Antarctica and Alaska have moved to their respective positions, but the fossil found in these places indicate that the poles were still warm places in which to live.
The world landmasses were now divided, and each region supported its own unique fauna.
Sea levels repeatedly changed during this time, and as the single-cell algae bloomed in the warm seas around Europe, their skeletons fell to the seafloor and built up thick layers of sediment, laying the foundations of the dense white chalk cliffs that we see today. Cretaceous comes from the Latin word “creta,” meaning chalk.
In addition to the dinosaurs that had survived, we now get more organisms starting to evolve. Flowering plants arrived to live beside cycads, ferns, and conifers. Insects, especially bees, began to emerge, snakes evolved, and mammals expanded to include tree climbers and more predators and the small ground-dwelling mammals.

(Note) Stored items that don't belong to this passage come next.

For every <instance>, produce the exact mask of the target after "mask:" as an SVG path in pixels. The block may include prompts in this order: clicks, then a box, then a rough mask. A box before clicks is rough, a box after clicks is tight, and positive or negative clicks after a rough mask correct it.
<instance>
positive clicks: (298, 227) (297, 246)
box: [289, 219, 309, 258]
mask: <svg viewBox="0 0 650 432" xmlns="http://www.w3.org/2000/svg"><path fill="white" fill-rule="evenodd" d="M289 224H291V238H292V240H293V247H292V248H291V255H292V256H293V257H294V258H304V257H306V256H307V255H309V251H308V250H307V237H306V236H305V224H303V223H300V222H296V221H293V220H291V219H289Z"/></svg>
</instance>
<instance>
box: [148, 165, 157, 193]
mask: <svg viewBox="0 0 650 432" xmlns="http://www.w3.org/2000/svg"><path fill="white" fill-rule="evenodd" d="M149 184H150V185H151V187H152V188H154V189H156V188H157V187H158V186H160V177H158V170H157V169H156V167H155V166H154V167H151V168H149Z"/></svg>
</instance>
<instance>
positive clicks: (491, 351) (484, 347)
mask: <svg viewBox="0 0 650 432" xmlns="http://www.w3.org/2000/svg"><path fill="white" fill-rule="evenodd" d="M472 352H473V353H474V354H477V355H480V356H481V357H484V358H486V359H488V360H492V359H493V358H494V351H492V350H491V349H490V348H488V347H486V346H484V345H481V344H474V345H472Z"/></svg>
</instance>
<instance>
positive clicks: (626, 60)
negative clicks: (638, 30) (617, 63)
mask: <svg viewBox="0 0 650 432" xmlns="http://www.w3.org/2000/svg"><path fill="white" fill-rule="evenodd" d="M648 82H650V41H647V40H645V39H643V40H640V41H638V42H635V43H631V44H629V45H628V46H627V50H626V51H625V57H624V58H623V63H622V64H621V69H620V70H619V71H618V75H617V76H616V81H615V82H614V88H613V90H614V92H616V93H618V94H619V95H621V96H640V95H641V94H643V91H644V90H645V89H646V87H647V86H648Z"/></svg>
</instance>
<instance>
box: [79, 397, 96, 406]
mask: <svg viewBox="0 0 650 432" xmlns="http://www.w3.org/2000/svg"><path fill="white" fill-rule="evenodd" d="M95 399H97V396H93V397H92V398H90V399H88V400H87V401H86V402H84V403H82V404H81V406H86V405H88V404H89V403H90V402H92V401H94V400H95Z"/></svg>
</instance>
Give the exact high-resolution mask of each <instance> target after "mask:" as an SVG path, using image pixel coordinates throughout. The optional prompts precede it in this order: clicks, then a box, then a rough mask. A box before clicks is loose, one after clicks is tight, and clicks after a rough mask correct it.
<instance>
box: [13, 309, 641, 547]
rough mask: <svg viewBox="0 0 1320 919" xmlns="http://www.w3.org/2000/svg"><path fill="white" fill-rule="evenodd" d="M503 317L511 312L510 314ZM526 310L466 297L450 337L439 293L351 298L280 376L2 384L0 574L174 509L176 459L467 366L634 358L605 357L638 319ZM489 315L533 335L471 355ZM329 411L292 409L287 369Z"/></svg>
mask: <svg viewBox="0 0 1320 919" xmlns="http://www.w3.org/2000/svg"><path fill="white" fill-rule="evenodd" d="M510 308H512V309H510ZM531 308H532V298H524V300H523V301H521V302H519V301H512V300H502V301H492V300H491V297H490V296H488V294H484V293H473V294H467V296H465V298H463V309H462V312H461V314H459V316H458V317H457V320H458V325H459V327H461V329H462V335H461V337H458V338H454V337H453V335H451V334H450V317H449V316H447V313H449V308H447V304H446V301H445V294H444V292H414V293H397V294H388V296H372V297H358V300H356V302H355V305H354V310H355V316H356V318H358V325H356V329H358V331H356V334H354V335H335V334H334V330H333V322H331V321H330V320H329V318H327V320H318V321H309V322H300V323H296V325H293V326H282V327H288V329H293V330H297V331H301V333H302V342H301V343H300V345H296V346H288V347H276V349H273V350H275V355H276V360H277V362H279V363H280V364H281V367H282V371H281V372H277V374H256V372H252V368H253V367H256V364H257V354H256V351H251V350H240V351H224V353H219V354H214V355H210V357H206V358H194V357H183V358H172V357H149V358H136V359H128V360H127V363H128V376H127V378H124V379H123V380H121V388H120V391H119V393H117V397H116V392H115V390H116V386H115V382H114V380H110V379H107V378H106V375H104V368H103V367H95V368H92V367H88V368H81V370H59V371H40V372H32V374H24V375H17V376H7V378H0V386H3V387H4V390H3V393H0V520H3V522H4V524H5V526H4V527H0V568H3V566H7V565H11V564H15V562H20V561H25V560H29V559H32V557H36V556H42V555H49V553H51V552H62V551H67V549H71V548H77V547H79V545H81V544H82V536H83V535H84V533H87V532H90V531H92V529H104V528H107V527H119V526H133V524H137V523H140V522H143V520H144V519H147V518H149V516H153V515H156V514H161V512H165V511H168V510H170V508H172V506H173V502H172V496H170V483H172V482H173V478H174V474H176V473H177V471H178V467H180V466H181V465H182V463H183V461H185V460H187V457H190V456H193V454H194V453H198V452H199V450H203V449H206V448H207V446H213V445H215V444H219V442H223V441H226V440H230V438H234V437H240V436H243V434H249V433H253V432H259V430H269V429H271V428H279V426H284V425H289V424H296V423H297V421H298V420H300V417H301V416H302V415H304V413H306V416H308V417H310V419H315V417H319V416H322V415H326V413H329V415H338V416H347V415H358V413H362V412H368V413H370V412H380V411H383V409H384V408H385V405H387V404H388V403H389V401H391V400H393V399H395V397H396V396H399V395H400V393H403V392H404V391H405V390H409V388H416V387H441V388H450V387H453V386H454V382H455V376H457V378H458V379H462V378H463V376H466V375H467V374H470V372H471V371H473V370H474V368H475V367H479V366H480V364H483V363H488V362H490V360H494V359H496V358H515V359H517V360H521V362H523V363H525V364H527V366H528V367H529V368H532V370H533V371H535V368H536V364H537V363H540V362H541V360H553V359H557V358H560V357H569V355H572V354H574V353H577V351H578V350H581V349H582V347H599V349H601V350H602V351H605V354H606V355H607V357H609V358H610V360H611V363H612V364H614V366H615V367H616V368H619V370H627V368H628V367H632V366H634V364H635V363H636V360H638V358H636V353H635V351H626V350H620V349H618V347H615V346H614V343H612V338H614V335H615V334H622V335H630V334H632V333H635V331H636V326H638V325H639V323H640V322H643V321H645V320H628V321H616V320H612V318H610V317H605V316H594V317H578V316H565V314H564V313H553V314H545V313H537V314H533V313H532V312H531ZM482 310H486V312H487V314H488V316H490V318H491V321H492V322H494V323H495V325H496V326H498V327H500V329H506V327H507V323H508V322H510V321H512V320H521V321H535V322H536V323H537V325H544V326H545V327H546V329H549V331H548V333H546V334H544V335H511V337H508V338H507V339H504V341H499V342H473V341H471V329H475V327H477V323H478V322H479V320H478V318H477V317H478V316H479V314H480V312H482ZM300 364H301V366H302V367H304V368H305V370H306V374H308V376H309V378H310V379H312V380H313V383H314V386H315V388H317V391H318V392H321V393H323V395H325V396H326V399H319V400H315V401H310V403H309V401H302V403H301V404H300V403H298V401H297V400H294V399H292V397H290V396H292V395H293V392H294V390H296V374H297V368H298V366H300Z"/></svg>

End of the Mesozoic Era (66 million years ago)
This now looks close to our modern world. India still has to drift northwards to collide with Asia. Africa and Eurasia are still separated by the Tethys Seaway, eventually becoming the Mediterranean Sea.
Geologically North and South America have separated, but fossil records indicate some bridges had to have been in existence to allow small mammals to cross. They then separated again and did not become one until the Panama isthmus appeared a few million years ago, resulting in a significant exchange of creatures.
This was the last Period of the extraordinary creatures we know collectively as dinosaurs.